R/estimate_mse.R
In verdata: Analyze Data from the Truth Commission in Colombia

Documented in get_valid_sources

# ============================================
# Authors:     MG, MJ
# Maintainers: MG, MJ
# Copyright:   2023, HRDAG, GPL v2 or later
# ============================================

#' Determine valid sources for estimation of a stratum of interest.
#'
#' @param stratum_data_prepped A data frame with all records in a stratum of interest.
#' Columns indicating sources should be prefixed with `in_` and should be numeric
#' with 1 indicating that an individual was documented in the source and 0
#' indicating that an individual was not documented in the source.
#' @param min_n The minimum number of records that must appear in a source to be
#' considered valid for estimation. `min_n` should never be less than or equal
#' to 0; the default value is 1.
#'
#' @return A character vector containing the names of the valid sources.
#' @export
#' @importFrom dplyr "%>%"
#'
#' @examples
#' set.seed(19481210)
#' in_A <- sample(c(0, 1), size = 100, replace = TRUE, prob = c(0.45, 0.65))
#' in_B <- sample(c(0, 1), size = 100, replace = TRUE, prob = c(0.5, 0.5))
#' in_C <- sample(c(0, 1), size = 100, replace = TRUE, prob = c(0.75, 0.25))
#' in_D <- sample(c(0, 1), size = 100, replace = TRUE, prob = c(1, 0))
#'
#' my_stratum <- tibble::tibble(in_A, in_B, in_C, in_D)
#' get_valid_sources(my_stratum)
get_valid_sources <- function(stratum_data_prepped, min_n = 1) {

    if (!is.numeric(min_n)) { stop("min_n value should be numeric") }
    if (min_n <= 0) { stop("min_n value should be greater than 0") }

    stratum_data_prepped %>%
        dplyr::select(tidyselect::starts_with("in_")) %>%
        assertr::verify(all(rowSums(.) <= ncol(.))) %>%
        dplyr::summarize(dplyr::across(tidyselect::everything(), sum)) %>%
        tidyr::pivot_longer(cols = tidyselect::everything(.),
                            names_to = "source",
                            values_to = "n") %>%
        dplyr::filter(n >= min_n) %>%
        dplyr::pull(source)

}


#' Calculate multiple systems estimation estimates using the Bayesian
#' Non-Parametric Latent-Class Capture-Recapture model developed by Daniel
#' Manrique-Vallier (2016).
#'
#' @param stratum_data_prepped A data frame with all records in the stratum of interest
#' documented by sources considered valid for estimation (i.e., there should be
#' no rows with all 0's).
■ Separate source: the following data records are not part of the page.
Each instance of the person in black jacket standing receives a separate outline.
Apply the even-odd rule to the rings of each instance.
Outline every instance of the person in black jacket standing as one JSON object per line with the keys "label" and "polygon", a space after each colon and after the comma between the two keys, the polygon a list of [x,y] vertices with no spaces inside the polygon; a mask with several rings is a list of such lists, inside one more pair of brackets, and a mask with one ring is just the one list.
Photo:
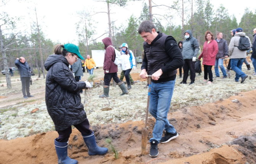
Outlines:
{"label": "person in black jacket standing", "polygon": [[[154,157],[159,154],[157,145],[160,142],[167,143],[179,135],[169,122],[167,114],[174,89],[177,69],[183,65],[184,61],[174,38],[157,32],[152,22],[143,22],[138,32],[144,41],[144,55],[139,76],[145,79],[147,75],[152,75],[149,111],[156,121],[153,137],[149,140],[149,156]],[[162,137],[164,130],[165,134]]]}
{"label": "person in black jacket standing", "polygon": [[24,57],[17,58],[15,60],[15,64],[18,68],[22,85],[22,93],[23,98],[26,99],[28,97],[33,97],[29,92],[30,86],[30,77],[32,71],[30,70],[30,67],[26,61]]}
{"label": "person in black jacket standing", "polygon": [[223,78],[226,78],[227,76],[224,66],[223,66],[223,60],[224,58],[227,58],[228,57],[228,48],[226,40],[222,39],[223,35],[222,32],[217,32],[217,38],[215,39],[215,40],[217,41],[218,43],[219,51],[216,55],[214,71],[216,76],[215,77],[219,77],[220,73],[219,71],[219,66],[223,74]]}
{"label": "person in black jacket standing", "polygon": [[94,132],[89,129],[89,121],[81,103],[79,91],[92,87],[87,81],[76,82],[69,64],[78,58],[84,59],[78,46],[73,44],[57,45],[54,55],[44,63],[47,71],[45,84],[45,103],[49,114],[59,136],[54,140],[58,163],[75,164],[77,161],[67,156],[68,142],[74,125],[82,134],[88,147],[89,155],[104,154],[108,149],[98,146]]}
Columns indicating sources should be prefixed with
#' `in_` and should be numeric with 1 indicating that an individual was
#' documented in the source and 0 indicating that an individual was not
#' documented in the source.
#' @param stratum_name An identifier for the stratum.
#' @param min_n The minimum number of records that must appear in a source to be
#' considered valid for estimation. `min_n` should never be less than or equal to
#' 0; the default value is 1.
#' @param K The maximum number of latent classes to fit.
#' @param buffer_size Size of the tracing buffer.
#' @param sampler_thinning Thinning interval for the tracing buffer.
#' @param seed Integer seed for the internal random number generator.
#' @param burnin Number of burn in iterations.
#' @param n_samples Number of samples to be generated. Samples are taken one
#' every `posterior_thinning` iterations of the sampler. Final number of samples
#' from the posterior is `n_samples` divided by 1,000.
#' @param posterior_thinning Thinning interval for the sampler.
#'
#' @return A data frame with four columns and `n_samples` divided by 1,000 rows.
#' `N` is the draws from the posterior distribution, `valid_sources` is a string
#' indicating which sources were used in the estimation, `n_obs` is the number of
#' observations in the stratum of interest, and  `stratum_name` is the stratum
#' identifier.
#' @export
#' @import LCMCR
#' @importFrom dplyr "%>%"
#' @importFrom tibble tibble
#' @importFrom Rdpack reprompt
#'
#' @references
#' \insertRef{manriquevallier2016}{verdata}
#'
#' @examples
#' \donttest{
#' set.seed(19481210)
#' library(dplyr)
#'
#' in_A <- sample(c(0, 1), size = 100, replace = TRUE, prob = c(0.45, 0.65))
#' in_B <- sample(c(0, 1), size = 100, replace = TRUE, prob = c(0.5, 0.5))
#' in_C <- sample(c(0, 1), size = 100, replace = TRUE, prob = c(0.75, 0.25))
#' in_D <- sample(c(0, 1), size = 100, replace = TRUE, prob = c(1, 0))
#'
#' my_stratum <- tibble::tibble(in_A, in_B, in_C, in_D) %>%
#'     dplyr::mutate(rs = rowSums(.)) %>%
#'     dplyr::filter(rs >= 1) %>%
#'     dplyr::select(-rs)
#' run_lcmcr(stratum_data_prepped = my_stratum, stratum_name = "my_stratum",
#'           K = 4, buffer_size = 10000, sampler_thinning = 1000, seed = 19481210,
#'           burnin = 10000, n_samples = 10000, posterior_thinning = 500)
#' }
run_lcmcr <- function(stratum_data_prepped, stratum_name, min_n = 1,
                      K, buffer_size, sampler_thinning, seed,
                      burnin, n_samples, posterior_thinning) {

    valid_sources <- get_valid_sources(stratum_data_prepped, min_n)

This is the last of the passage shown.